Es bleiben jetzt natürlich einige Probleme zu lösen, wenn auch im Laufe der nächsten Monate — und das ist ja Herrn Dr. Arndt auch bekannt — die Unterbringung der Arbeitskräfte weiterhin so gute Fortschritte macht, wie das in den vergangenen Monaten der Fall war, nämlich so, daß Ihr Antrag, der im Februar eingebracht worden ist, heute in den Hauptpunkten gegenstandslos ist und man sich eigentlich genieren sollte, ihn heute noch aufrechtzuerhalten.
Von den 50 % der ursprünglichen Belegschaft, die
heute noch tätig sind — rund 750 Arbeitskräfte —,
sollen ja nach den Entwicklungsplänen von Harris, die jetzt in der Ausführung begriffen sind, bis zum Juli weitere 50, bis zum September weitere 150, bis zum Oktober weitere 200, insgesamt 400 untergebracht sein.

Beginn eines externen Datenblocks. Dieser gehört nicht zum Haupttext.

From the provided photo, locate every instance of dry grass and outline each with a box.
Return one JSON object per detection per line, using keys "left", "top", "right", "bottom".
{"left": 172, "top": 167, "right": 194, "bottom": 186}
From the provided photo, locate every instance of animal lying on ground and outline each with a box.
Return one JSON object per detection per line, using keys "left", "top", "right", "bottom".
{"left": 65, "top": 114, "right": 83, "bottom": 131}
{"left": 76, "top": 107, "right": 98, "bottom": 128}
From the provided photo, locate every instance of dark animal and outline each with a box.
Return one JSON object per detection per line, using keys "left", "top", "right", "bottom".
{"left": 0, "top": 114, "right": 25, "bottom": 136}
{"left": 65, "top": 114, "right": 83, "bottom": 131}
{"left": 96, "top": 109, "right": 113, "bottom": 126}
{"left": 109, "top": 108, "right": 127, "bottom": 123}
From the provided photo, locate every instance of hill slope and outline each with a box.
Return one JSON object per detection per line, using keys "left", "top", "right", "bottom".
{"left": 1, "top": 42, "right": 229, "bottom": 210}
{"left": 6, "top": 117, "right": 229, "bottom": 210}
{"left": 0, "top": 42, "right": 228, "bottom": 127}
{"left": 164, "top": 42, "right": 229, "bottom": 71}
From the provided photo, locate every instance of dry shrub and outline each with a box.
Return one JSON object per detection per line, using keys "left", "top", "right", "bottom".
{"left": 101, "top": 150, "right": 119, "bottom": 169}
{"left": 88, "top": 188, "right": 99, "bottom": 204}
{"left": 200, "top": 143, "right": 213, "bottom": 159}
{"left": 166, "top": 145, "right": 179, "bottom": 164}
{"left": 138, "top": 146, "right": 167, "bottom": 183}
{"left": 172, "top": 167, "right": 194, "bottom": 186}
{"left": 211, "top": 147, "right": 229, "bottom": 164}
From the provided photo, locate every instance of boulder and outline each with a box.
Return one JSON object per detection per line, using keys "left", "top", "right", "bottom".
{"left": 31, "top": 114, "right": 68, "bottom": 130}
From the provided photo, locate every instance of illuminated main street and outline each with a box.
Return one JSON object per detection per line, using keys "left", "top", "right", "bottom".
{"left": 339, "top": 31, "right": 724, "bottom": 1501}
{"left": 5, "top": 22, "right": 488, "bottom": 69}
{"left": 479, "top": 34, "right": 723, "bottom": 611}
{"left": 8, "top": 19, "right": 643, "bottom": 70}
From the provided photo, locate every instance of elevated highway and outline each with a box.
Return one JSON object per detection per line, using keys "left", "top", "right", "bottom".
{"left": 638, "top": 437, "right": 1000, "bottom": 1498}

Es wären dann von den heute noch beschäftigten 750 — genau 762 — noch rund 350 übrig. Da 100 auf den Anlagen bleiben sollen, nur damit diese einen gewissen Erhaltungswert für die Zeit der Wiedervereinigung behalten, wären an und für sich aus dem Bestand der Belegschaft noch 250 Kräfte unterzubringen.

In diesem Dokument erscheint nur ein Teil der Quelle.